WASHINGTON (AP) — A divided Supreme Court allowed states to cut off Medicaid money to Planned Parenthood in a ruling handed down Thursday amid a wider Republican-backed push to defund the country’s biggest abortion provider.
The 6-3 opinion comes in a case that wasn’t directly about abortion. It’s instead about Medicaid funding for other health care services Planned Parenthood provides, like contraception, cancer screenings and pregnancy testing.
The ruling authored by Justice Neil Gorsuch and joined by the rest of the court’s conservatives closes off Planned Parenthood’s primary court path to keeping Medicaid funding in place: lawsuits from patients.
While Medicaid law allows people choose their own provider, it doesn’t make that a right enforceable in court, the justices found.

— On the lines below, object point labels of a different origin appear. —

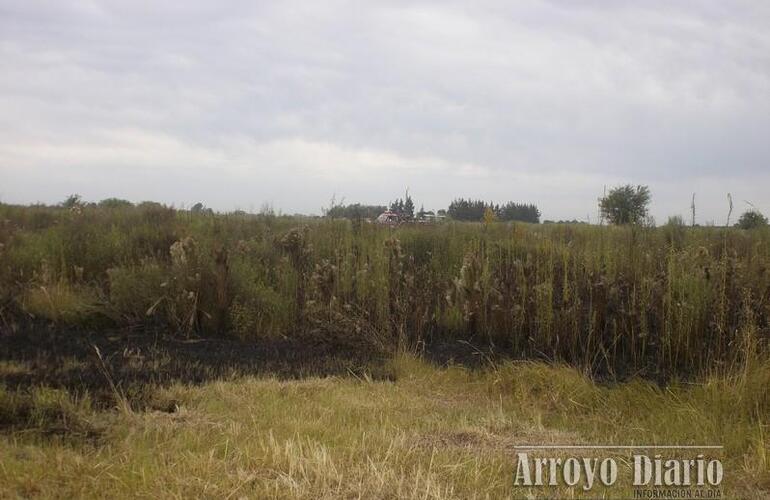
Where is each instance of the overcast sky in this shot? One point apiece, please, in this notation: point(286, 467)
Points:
point(237, 104)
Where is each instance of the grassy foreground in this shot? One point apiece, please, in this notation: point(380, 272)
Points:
point(427, 433)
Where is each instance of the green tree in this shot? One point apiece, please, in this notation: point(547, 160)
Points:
point(751, 219)
point(626, 204)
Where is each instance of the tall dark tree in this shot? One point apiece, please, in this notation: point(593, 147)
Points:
point(625, 204)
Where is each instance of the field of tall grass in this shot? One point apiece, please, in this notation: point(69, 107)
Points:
point(146, 351)
point(660, 302)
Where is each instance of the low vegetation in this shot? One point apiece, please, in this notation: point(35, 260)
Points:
point(147, 350)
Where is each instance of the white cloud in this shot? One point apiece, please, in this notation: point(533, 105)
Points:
point(290, 102)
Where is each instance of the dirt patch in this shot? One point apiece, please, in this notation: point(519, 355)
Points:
point(139, 362)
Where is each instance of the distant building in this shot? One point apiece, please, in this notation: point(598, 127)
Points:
point(388, 218)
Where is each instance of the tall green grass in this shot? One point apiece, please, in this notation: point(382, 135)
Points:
point(660, 302)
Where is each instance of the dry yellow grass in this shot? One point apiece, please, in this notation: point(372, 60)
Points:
point(433, 433)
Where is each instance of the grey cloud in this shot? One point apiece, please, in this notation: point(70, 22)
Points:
point(543, 101)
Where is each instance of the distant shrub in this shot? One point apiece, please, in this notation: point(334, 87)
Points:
point(752, 219)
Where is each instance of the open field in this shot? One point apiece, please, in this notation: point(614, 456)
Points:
point(425, 433)
point(151, 352)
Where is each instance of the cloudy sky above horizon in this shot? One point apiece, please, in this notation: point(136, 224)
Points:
point(241, 103)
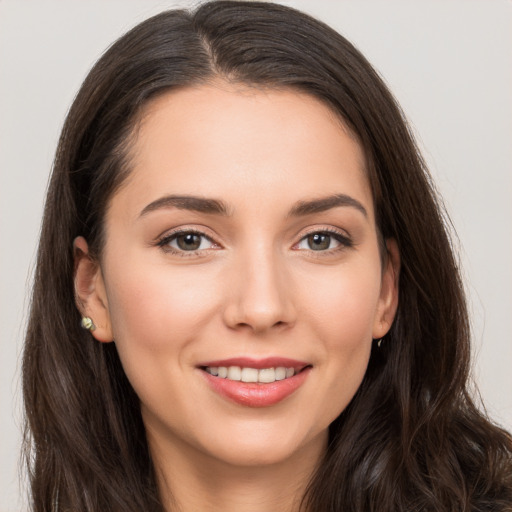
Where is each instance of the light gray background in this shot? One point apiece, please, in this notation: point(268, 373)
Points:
point(448, 62)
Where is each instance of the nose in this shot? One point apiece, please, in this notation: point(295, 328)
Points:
point(260, 293)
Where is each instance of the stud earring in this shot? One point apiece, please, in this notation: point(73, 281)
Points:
point(87, 323)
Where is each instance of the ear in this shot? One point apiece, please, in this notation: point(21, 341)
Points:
point(90, 292)
point(388, 300)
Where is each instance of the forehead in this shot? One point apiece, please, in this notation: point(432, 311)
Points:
point(244, 144)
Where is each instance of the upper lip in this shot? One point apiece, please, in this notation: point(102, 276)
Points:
point(249, 362)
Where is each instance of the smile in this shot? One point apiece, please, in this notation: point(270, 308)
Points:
point(255, 383)
point(247, 374)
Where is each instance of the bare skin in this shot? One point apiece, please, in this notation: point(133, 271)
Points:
point(265, 277)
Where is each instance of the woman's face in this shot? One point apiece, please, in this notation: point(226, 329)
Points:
point(243, 243)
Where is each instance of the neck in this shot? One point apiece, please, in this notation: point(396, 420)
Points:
point(190, 480)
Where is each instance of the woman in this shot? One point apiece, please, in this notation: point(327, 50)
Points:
point(245, 295)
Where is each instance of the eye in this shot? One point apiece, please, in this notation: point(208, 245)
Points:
point(324, 241)
point(186, 241)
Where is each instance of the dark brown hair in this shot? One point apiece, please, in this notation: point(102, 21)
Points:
point(411, 439)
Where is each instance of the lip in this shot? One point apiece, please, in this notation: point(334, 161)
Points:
point(267, 362)
point(257, 394)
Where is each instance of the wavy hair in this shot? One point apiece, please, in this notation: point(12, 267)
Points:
point(411, 439)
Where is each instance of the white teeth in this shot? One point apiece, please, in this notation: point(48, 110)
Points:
point(265, 375)
point(280, 373)
point(249, 375)
point(234, 373)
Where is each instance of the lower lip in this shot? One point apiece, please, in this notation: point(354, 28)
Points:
point(252, 394)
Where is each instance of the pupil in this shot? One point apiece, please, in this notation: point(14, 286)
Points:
point(189, 242)
point(319, 241)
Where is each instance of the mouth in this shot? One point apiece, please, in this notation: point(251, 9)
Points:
point(255, 383)
point(253, 375)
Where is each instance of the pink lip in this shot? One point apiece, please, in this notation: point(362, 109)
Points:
point(267, 362)
point(257, 394)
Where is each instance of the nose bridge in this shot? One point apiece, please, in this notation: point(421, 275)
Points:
point(260, 297)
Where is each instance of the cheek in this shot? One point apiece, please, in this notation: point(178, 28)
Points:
point(343, 304)
point(153, 306)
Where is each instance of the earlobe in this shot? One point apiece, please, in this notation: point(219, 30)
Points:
point(388, 300)
point(90, 292)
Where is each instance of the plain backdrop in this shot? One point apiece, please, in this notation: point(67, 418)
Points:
point(448, 62)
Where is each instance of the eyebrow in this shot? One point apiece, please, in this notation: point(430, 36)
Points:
point(323, 204)
point(218, 207)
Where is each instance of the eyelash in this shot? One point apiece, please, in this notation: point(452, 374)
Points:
point(344, 241)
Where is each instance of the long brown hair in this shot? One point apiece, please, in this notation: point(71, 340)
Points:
point(411, 439)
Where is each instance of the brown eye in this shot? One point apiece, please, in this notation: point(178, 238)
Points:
point(188, 242)
point(324, 241)
point(319, 241)
point(182, 242)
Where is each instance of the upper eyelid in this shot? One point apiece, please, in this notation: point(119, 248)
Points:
point(166, 237)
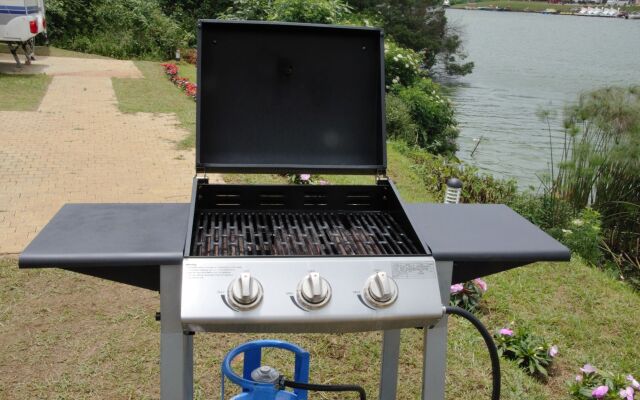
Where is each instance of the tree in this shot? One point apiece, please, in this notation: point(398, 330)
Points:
point(420, 25)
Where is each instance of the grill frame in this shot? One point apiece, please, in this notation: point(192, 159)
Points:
point(354, 200)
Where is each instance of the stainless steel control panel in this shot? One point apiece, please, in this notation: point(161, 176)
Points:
point(294, 294)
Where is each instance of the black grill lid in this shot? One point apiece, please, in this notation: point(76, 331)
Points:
point(283, 97)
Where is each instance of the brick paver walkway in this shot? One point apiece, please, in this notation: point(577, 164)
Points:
point(79, 148)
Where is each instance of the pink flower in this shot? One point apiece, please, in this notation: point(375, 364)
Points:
point(457, 288)
point(626, 394)
point(481, 284)
point(600, 392)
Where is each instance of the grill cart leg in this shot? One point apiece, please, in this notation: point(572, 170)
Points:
point(435, 343)
point(176, 347)
point(389, 370)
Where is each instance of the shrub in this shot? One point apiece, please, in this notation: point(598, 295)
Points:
point(119, 28)
point(399, 123)
point(433, 113)
point(592, 383)
point(467, 295)
point(310, 11)
point(317, 11)
point(600, 168)
point(435, 170)
point(543, 210)
point(583, 236)
point(532, 353)
point(402, 66)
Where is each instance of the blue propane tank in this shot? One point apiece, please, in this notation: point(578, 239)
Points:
point(260, 382)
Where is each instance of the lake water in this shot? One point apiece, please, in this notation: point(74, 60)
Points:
point(527, 61)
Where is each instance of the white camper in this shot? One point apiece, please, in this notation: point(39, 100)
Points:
point(20, 22)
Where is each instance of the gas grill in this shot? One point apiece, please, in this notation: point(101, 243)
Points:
point(291, 98)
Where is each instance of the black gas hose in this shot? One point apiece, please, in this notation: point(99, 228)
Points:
point(491, 346)
point(323, 388)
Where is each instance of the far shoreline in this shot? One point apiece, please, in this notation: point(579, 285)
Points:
point(537, 7)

Public health care money generally can’t be used to pay for abortions, but Medicaid patients go to Planned Parenthood for other needs in part because it can be tough to find a doctor who takes the publicly funded insurance, the organization has said.
South Carolina’s Republican governor says no taxpayer money should go the organization. The budget bill backed by President Donald Trump in Congress would also cut Medicaid funding to Planned Parenthood. That could force the closure of about 200 centers, most of them in states where abortion is legal, the organization has said.
Gov. Henry McMaster first moved to cut off Medicaid funding to Planned Parenthood in 2018 but was blocked in court after a lawsuit from a patient named Julie Edwards. Edwards wanted to keep going there for birth control because her diabetes makes pregnancy potentially dangerous, so she sued over a provision in Medicaid law that allows patients to choose their own qualified provider.